Quando nada mais
importa, descobrimos o valor que damos a cada coisa, o sentido exato daquela
caixa de música ou da lembrança mais remota da infância, que teima em voltar
cada vez mais nítida. Não sei se era exatamente isso que sentia naquele
momento, acho que não sentia nada. É, no começo, não sentia nada. Embora a
garganta apertasse e a cabeça doesse, as lágrimas não vinham.
Andava
maquinalmente e não me importava com os galhos e espinhos que vez ou outra me
arranhavam. Bebi um gole d’água – não sei por que, já que não sentia sede. A
garrafa escorregou de minhas mãos trêmulas. Você
derrubou isso no meu tapete novo? – a voz me gritava. Uma voz rude de
mulher que vinha com as mãos abertas ao meu encontro. Sim, eu derrubei isso em
seu tapete novo. Desculpe-me, desculpe-me, mamãe. Mas, agora, não tinha importância.
Agora eu poderia derrubar o que quisesse. Não peguei a garrafa.
A mochila pesada
me cansava as costas. Larguei-a também, sem me importar com como e onde caiu.
Simplesmente continuei dando meus passos ligeiros e furtivos. Não precisaria
mais de mochila ou água.
Plim, plim,
plim – eu ainda ouvia em minha cabeça. A bailarina girava na caixinha.
Girava, girava. Como se nada importasse. Eu olhava, também como se nada
importasse. E nada importava, não naquela época. Mas mamãe chegou, e me viu com
a caixinha aberta. Tire as mãos de minhas
jóias! – ainda me lembro de sua expressão cheia de raiva. Eu nada queria
com as jóias: eu queria ouvir a caixinha de música e ver a bailarina girar.
Um galho arranhou meu braço e despertou-me dessas
memórias que me vinham assombrar. Já havia passado por ali cinco ou seis vezes
em minhas longas viagens, onde eu pretendia apenas relaxar, entrar em conexão
com a natureza, com o ar puro. Sentia energias restauradoras. Agora meu motivo não
era o mesmo, mas eu nem ao menos pensava no que seria encontrado no fim do
caminho que percorria. Até que cheguei lá.
As lágrimas
finalmente vieram. O mar batia furioso contra as pedras lá embaixo. Eu tinha no
mínimo dez fotos dessa cena: isso era porque eu a amava. Ou costumava fazê-lo.
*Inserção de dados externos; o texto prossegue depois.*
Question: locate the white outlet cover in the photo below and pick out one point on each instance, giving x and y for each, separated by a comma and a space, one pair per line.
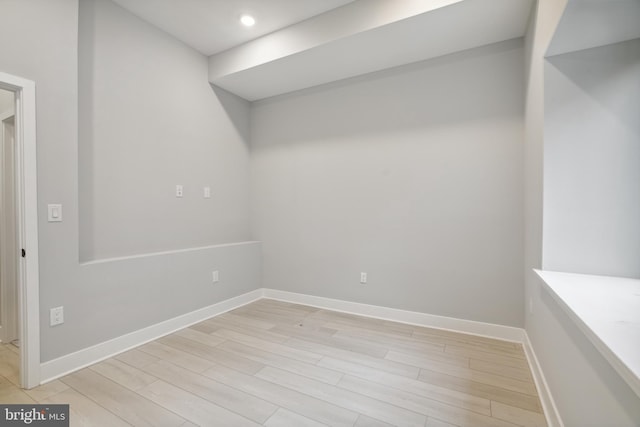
54, 213
56, 316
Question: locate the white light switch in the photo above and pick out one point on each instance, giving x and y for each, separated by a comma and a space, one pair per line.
54, 213
56, 316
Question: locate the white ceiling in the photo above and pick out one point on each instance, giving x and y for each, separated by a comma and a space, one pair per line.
262, 68
212, 26
587, 24
297, 44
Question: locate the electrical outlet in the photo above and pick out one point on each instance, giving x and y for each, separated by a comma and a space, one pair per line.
56, 316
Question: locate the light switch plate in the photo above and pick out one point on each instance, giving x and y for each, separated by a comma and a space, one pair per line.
56, 316
54, 213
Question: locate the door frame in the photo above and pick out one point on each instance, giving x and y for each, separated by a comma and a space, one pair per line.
8, 280
27, 226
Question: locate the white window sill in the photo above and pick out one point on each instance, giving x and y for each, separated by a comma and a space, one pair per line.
607, 310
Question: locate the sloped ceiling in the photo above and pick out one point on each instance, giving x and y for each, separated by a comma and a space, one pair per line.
298, 44
587, 24
362, 37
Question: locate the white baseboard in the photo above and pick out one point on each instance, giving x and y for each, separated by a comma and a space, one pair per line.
546, 399
72, 362
489, 330
64, 365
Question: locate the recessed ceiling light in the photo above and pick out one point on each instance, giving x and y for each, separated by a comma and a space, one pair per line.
247, 20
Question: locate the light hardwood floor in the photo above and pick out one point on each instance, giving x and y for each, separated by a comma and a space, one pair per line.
279, 364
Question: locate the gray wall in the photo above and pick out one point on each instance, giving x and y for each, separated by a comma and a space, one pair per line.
592, 161
38, 41
413, 175
148, 120
586, 389
6, 101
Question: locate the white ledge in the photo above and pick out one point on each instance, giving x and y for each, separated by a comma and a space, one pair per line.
607, 310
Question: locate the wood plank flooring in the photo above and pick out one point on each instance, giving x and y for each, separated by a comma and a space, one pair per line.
278, 364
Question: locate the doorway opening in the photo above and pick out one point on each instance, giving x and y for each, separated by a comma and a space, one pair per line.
19, 282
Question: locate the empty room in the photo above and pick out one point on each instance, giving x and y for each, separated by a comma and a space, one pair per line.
320, 213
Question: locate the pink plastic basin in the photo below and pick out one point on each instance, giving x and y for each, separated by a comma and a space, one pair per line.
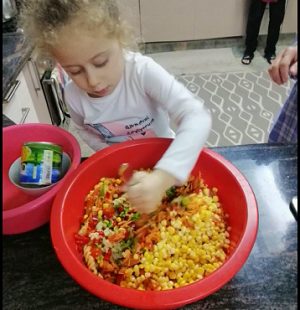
20, 211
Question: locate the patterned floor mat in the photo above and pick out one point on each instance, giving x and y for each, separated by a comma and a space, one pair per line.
243, 105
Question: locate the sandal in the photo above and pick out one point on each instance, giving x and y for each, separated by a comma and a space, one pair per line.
247, 58
270, 57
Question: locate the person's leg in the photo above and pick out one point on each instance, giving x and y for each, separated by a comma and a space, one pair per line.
277, 11
255, 15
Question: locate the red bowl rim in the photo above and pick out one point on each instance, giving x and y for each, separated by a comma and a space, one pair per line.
168, 299
36, 203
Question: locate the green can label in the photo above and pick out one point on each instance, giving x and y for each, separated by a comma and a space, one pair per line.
40, 163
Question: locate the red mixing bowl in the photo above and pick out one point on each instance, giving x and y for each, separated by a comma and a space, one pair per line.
234, 193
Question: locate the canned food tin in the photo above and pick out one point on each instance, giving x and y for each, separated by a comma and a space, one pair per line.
40, 164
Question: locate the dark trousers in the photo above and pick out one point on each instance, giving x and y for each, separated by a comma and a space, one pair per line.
256, 12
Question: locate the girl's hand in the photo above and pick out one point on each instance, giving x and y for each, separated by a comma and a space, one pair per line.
285, 62
145, 190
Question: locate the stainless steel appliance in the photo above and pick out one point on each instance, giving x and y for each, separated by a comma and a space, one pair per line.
9, 10
54, 95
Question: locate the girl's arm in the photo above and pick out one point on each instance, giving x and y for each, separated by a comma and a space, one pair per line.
189, 114
90, 138
194, 122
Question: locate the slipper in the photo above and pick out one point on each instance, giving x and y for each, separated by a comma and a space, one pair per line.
270, 57
247, 58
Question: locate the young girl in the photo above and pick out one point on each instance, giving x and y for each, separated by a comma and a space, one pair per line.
115, 94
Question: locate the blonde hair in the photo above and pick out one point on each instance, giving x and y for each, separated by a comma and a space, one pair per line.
42, 20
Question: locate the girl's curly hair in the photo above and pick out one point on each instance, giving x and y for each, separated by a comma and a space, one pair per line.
42, 20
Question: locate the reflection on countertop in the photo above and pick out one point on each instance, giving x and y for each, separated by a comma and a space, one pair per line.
34, 278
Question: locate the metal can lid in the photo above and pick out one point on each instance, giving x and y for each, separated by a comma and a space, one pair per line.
31, 143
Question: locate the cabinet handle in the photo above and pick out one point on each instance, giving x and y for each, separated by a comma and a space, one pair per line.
12, 91
25, 112
36, 73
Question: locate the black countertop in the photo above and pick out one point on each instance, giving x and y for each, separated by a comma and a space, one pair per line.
16, 50
33, 278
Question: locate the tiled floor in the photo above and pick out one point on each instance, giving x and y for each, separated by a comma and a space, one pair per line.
204, 61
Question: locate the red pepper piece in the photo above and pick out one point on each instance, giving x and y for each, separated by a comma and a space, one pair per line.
107, 255
81, 240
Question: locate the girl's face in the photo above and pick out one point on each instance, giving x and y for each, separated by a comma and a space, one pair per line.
94, 62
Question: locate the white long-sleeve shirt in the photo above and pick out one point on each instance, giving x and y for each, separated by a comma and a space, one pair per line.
141, 106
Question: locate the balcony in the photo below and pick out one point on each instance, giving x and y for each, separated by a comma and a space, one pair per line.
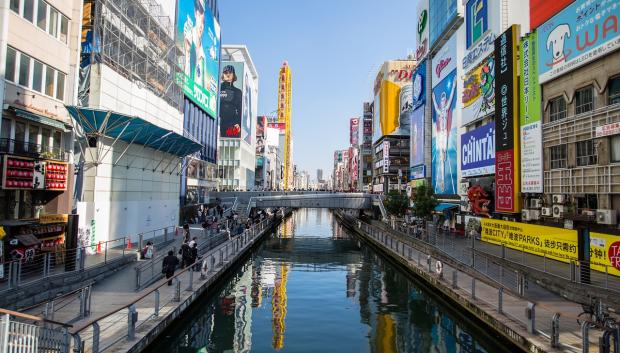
32, 150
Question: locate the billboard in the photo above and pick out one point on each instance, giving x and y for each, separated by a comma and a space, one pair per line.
354, 124
530, 117
198, 38
422, 30
478, 97
231, 99
507, 156
584, 31
444, 130
478, 151
542, 10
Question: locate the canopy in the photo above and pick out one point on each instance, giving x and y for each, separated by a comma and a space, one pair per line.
132, 130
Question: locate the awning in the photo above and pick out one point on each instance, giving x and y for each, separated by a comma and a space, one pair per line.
132, 130
37, 118
445, 206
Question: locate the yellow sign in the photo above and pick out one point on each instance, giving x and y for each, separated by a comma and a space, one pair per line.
605, 253
53, 218
556, 243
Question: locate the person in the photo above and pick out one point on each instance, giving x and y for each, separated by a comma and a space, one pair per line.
169, 265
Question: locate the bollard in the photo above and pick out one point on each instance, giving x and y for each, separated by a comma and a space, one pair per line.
530, 316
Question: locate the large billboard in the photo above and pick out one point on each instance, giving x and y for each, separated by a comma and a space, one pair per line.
584, 31
444, 148
232, 100
478, 151
530, 118
507, 156
542, 10
198, 38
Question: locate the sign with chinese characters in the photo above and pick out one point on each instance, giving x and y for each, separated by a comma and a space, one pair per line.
507, 173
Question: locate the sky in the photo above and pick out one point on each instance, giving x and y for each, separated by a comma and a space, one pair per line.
334, 49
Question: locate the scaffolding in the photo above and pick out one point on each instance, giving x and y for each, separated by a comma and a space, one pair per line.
136, 39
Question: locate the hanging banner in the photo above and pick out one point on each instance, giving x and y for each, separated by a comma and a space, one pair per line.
507, 174
530, 118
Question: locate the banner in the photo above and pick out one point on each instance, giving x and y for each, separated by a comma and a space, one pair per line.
583, 32
507, 157
478, 151
530, 118
198, 38
555, 243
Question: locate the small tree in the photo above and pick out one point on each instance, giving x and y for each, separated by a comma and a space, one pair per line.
396, 203
424, 202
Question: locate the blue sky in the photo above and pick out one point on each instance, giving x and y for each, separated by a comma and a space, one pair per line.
334, 48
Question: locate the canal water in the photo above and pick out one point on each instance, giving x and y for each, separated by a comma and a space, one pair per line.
313, 287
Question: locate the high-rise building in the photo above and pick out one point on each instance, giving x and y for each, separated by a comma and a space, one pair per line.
238, 106
284, 117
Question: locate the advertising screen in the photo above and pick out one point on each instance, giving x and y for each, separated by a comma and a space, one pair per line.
478, 151
584, 31
198, 38
231, 99
444, 136
530, 118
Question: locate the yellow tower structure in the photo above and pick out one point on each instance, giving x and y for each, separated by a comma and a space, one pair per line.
284, 116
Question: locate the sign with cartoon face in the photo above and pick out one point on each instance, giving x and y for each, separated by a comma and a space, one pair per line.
582, 32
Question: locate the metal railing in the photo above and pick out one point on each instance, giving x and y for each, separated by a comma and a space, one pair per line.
505, 296
103, 332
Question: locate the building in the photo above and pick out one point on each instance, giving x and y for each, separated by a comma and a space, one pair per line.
238, 106
130, 118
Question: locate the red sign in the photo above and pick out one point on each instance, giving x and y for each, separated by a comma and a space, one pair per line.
542, 10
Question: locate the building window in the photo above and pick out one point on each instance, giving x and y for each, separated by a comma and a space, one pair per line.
557, 109
586, 153
614, 90
584, 100
558, 156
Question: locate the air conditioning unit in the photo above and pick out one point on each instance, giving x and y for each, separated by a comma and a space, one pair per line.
536, 203
606, 216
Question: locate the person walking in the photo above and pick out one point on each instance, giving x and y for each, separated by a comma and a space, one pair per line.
169, 265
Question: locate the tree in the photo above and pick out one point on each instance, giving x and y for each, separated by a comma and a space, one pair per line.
424, 202
396, 203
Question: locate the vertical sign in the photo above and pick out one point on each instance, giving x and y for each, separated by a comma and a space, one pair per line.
531, 129
507, 165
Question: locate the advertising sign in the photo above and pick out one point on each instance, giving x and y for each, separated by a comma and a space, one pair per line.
507, 164
419, 85
444, 136
354, 124
530, 118
198, 38
542, 10
422, 30
416, 145
584, 31
479, 92
231, 99
478, 151
554, 243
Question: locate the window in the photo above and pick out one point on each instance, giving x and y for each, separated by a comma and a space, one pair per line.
557, 109
558, 156
10, 64
614, 90
584, 100
586, 153
24, 70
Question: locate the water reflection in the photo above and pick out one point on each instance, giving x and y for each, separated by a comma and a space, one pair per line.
312, 287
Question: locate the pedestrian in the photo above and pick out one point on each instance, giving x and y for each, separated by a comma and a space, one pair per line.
169, 265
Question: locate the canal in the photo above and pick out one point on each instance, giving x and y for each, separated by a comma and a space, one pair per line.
313, 287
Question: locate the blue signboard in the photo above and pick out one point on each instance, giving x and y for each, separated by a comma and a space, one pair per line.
584, 31
478, 151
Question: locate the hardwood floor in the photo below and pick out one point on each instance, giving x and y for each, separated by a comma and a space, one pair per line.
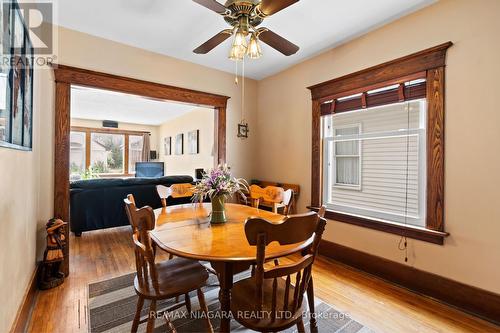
377, 304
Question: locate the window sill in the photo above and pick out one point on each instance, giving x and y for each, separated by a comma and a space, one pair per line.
414, 232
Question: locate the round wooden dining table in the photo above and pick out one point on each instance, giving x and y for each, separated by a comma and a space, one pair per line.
185, 231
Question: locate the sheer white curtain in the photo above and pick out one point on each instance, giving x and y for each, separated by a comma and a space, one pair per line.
145, 147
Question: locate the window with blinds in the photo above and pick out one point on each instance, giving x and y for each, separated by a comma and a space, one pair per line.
375, 162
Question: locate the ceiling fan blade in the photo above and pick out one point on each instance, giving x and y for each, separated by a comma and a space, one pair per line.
277, 42
270, 7
212, 5
213, 42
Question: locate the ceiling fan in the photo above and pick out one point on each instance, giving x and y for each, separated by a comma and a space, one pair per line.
245, 16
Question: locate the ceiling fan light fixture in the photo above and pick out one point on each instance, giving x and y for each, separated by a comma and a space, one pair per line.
240, 39
254, 51
237, 53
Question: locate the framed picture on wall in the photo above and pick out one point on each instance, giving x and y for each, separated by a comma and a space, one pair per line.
16, 80
194, 142
167, 144
179, 144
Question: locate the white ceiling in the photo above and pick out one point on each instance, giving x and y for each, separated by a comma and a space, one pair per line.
176, 27
96, 104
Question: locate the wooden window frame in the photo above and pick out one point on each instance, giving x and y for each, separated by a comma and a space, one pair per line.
429, 64
66, 76
351, 187
126, 150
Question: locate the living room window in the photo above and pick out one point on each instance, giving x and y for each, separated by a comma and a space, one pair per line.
77, 153
107, 153
343, 156
135, 151
378, 146
104, 152
389, 180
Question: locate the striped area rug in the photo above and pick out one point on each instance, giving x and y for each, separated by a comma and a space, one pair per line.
112, 305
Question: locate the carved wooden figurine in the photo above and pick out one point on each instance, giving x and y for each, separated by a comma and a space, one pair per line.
50, 275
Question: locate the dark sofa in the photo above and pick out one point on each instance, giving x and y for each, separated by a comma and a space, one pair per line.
98, 203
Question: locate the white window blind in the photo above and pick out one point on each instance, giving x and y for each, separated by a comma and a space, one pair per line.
374, 162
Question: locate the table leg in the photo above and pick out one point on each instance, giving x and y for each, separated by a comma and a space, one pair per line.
310, 299
225, 272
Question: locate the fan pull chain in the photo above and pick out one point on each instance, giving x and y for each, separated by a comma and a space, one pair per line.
236, 73
243, 89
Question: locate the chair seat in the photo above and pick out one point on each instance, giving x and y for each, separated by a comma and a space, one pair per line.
176, 277
244, 305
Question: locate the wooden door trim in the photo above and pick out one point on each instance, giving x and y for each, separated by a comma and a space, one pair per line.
429, 64
65, 76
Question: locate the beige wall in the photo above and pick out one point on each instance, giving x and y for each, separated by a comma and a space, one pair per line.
124, 126
19, 175
28, 178
471, 254
280, 136
90, 52
201, 119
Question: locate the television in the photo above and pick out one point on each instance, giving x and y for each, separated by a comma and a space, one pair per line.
149, 169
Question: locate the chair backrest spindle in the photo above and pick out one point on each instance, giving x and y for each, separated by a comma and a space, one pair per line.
142, 221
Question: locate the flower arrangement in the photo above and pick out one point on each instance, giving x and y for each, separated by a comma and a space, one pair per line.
219, 182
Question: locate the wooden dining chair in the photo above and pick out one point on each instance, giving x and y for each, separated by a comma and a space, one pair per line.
164, 280
260, 301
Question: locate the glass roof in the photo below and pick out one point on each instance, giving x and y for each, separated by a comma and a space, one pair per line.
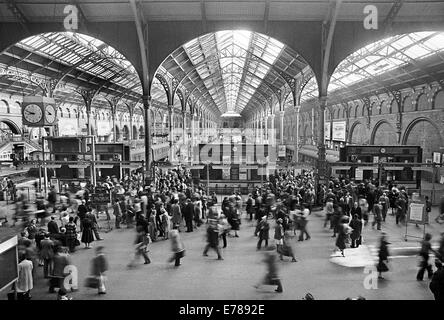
232, 69
386, 55
378, 59
87, 54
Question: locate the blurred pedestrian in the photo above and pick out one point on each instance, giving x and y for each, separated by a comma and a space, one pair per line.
140, 247
279, 236
355, 236
212, 241
271, 276
437, 283
99, 268
87, 232
383, 256
177, 247
224, 228
47, 254
424, 265
25, 281
71, 235
262, 229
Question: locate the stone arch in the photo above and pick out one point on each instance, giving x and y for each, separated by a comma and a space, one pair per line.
117, 131
15, 129
423, 132
307, 134
8, 109
375, 108
394, 108
408, 105
125, 133
422, 103
358, 133
384, 109
438, 100
359, 110
135, 133
383, 134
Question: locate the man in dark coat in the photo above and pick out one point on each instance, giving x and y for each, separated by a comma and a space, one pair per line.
95, 225
355, 236
188, 213
262, 229
213, 241
47, 254
53, 228
81, 213
99, 267
437, 283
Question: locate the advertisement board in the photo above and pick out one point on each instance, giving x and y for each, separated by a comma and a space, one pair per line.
436, 157
103, 128
416, 213
282, 149
359, 174
339, 131
327, 129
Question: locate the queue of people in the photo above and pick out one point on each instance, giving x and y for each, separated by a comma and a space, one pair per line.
173, 205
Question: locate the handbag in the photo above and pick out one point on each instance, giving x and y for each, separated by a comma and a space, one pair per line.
92, 282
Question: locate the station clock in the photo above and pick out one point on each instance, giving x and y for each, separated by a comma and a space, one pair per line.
32, 113
38, 111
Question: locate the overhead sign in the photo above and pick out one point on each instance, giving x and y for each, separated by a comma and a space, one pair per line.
359, 174
282, 150
436, 157
103, 128
68, 127
339, 130
327, 129
416, 213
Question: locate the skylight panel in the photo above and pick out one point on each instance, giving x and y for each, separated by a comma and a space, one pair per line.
435, 43
417, 51
402, 43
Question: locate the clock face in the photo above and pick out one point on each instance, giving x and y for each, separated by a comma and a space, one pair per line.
32, 113
50, 113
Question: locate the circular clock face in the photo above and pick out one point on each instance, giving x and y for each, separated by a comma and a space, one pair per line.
50, 114
32, 113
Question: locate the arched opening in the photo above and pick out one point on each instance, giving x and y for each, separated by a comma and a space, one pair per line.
358, 134
135, 133
117, 132
422, 103
8, 129
125, 133
424, 133
232, 72
383, 134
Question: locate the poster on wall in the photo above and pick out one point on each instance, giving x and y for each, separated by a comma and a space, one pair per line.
359, 174
67, 127
327, 127
339, 131
282, 151
226, 174
103, 129
436, 157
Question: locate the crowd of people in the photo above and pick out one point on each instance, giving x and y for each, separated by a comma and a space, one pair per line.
174, 204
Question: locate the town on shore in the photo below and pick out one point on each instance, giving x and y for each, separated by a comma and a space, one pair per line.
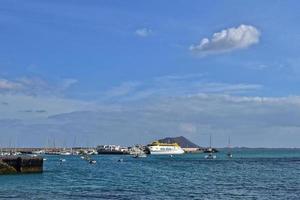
169, 145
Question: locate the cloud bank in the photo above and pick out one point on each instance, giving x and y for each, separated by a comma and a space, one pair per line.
228, 40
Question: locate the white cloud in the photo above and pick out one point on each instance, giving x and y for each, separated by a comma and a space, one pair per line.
9, 85
175, 85
250, 121
143, 32
228, 40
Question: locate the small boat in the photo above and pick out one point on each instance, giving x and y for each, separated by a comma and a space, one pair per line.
229, 154
92, 161
140, 155
210, 156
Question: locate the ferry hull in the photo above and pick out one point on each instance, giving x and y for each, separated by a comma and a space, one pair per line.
166, 153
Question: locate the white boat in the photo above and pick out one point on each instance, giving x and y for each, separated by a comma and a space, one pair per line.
65, 153
140, 155
229, 154
210, 156
92, 161
157, 148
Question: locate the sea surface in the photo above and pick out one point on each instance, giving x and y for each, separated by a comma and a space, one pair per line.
250, 174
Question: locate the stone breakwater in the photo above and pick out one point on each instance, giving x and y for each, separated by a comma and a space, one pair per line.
20, 164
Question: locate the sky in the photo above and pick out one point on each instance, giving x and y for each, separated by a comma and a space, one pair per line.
124, 72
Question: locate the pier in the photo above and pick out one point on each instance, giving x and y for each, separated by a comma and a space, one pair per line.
20, 164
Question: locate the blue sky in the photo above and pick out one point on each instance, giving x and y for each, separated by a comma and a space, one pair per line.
142, 70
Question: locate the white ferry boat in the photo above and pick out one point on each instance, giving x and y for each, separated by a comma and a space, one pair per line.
157, 148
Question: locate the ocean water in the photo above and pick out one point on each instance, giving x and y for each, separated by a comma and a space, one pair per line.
250, 174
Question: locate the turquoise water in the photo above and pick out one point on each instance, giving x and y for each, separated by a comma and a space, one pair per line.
251, 174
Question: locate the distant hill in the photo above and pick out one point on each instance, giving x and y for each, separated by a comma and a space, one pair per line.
181, 141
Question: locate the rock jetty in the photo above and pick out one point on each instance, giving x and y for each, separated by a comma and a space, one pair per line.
20, 164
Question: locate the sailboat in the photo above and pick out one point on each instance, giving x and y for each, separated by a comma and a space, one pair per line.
229, 154
210, 150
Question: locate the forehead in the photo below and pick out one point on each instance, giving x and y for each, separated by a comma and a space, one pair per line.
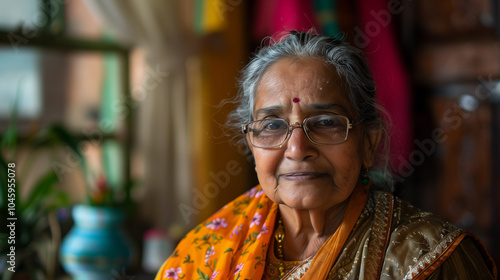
309, 80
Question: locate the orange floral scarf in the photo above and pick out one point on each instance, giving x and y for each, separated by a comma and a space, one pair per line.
233, 243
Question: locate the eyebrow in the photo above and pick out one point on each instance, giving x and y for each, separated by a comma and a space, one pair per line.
271, 110
278, 109
321, 106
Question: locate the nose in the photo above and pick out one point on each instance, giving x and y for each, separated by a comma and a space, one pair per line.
298, 146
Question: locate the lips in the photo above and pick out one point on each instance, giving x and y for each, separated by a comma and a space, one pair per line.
303, 175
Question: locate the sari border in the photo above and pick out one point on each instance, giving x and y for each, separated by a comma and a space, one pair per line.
431, 261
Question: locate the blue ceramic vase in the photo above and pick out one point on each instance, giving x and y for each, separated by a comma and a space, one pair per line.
95, 248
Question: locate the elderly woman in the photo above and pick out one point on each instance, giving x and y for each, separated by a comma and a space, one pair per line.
323, 209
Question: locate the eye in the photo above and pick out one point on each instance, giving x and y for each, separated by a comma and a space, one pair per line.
273, 124
327, 122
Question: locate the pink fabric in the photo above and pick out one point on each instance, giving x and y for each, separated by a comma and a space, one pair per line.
393, 90
273, 17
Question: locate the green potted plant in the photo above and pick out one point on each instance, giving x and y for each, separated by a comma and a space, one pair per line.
29, 246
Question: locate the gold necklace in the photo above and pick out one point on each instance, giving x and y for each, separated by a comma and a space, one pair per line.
280, 236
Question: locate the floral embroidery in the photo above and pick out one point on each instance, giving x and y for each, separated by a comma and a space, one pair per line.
217, 223
173, 273
237, 230
214, 275
252, 192
238, 268
210, 252
264, 229
259, 193
256, 220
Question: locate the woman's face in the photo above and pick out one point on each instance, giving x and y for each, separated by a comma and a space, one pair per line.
301, 174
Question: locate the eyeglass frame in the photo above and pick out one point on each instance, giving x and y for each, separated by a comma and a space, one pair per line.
291, 127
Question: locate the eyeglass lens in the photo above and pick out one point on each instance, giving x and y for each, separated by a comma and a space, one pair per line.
324, 129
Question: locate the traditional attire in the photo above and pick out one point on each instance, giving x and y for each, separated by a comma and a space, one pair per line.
380, 237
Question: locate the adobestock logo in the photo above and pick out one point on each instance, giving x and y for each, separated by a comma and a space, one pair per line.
381, 20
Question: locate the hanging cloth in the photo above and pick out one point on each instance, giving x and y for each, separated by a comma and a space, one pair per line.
375, 34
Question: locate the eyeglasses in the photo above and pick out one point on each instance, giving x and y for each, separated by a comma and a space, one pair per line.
322, 130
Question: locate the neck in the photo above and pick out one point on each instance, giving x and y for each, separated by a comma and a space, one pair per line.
307, 229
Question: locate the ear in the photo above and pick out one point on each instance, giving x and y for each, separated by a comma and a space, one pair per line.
371, 141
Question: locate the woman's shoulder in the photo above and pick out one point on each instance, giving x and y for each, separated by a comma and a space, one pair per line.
420, 242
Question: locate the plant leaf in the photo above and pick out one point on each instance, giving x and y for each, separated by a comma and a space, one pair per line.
41, 190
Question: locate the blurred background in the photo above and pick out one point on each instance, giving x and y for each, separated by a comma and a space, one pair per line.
122, 104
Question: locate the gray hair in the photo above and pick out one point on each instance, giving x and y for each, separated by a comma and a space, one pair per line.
350, 65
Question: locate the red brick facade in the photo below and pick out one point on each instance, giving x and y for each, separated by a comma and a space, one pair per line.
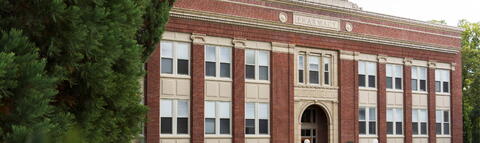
282, 67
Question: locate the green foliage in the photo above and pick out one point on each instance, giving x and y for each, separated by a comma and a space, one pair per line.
471, 80
95, 50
Foi observando esse movimento das ondas que já me era bem conhecido que percebi
o que fazia comigo mesma e com o meu destino. Vi que nunca fui de verdade, que
sempre tive medo. Vivi a vida do modo que achei que deveria, não do modo que
gostaria. Gostaria de viver como nos filmes, mas vivi como covarde. Escondi-me
da vida, experimentando a sensação de estar morta antes de morrer
verdadeiramente.
À beira do
precipício, não tinha medo da morte, porque a havia sentido a vida toda. Ri da
minha desgraça: era verdadeiramente irônico. Rindo, também, como robô – ou como
louca, o leitor que interprete como quiser – abri os braços. A intenção era
sentir a brisa da manhã pela ultima vez. Com certa dramaticidade, gritei:
Mas levantei os
olhos e, no horizonte, o sol nascia. Nunca, em nenhuma de minhas viagens, eu
tinha visto tão lindo nascer de sol. O oceano estava furioso e o céu calmo e
remoto, ambos de tons de azuis diferentes, cada um com sua pureza. A verdade é
que, junto com a lua, tinham ido embora todos os meus medos. Eu ainda ouvia
nitidamente cada palavra rude, minha garganta ainda apertava ao ser assombrada
pela melodia melancólica da caixinha de música. Porém eu percebi que o amor que
eu tinha pela vida e por todas as coisas que a acompanhavam era muito maior do
que qualquer trauma que vinha para me enfeitiçar e enlouquecer.
Dei alguns passos
para trás e continuei rindo. Mas agora o meu riso não era mais dotado daquela
histeria dos insanos. Agora o meu riso era alegre, sincero e cheio de uma
coragem que eu nunca havia descoberto em mim.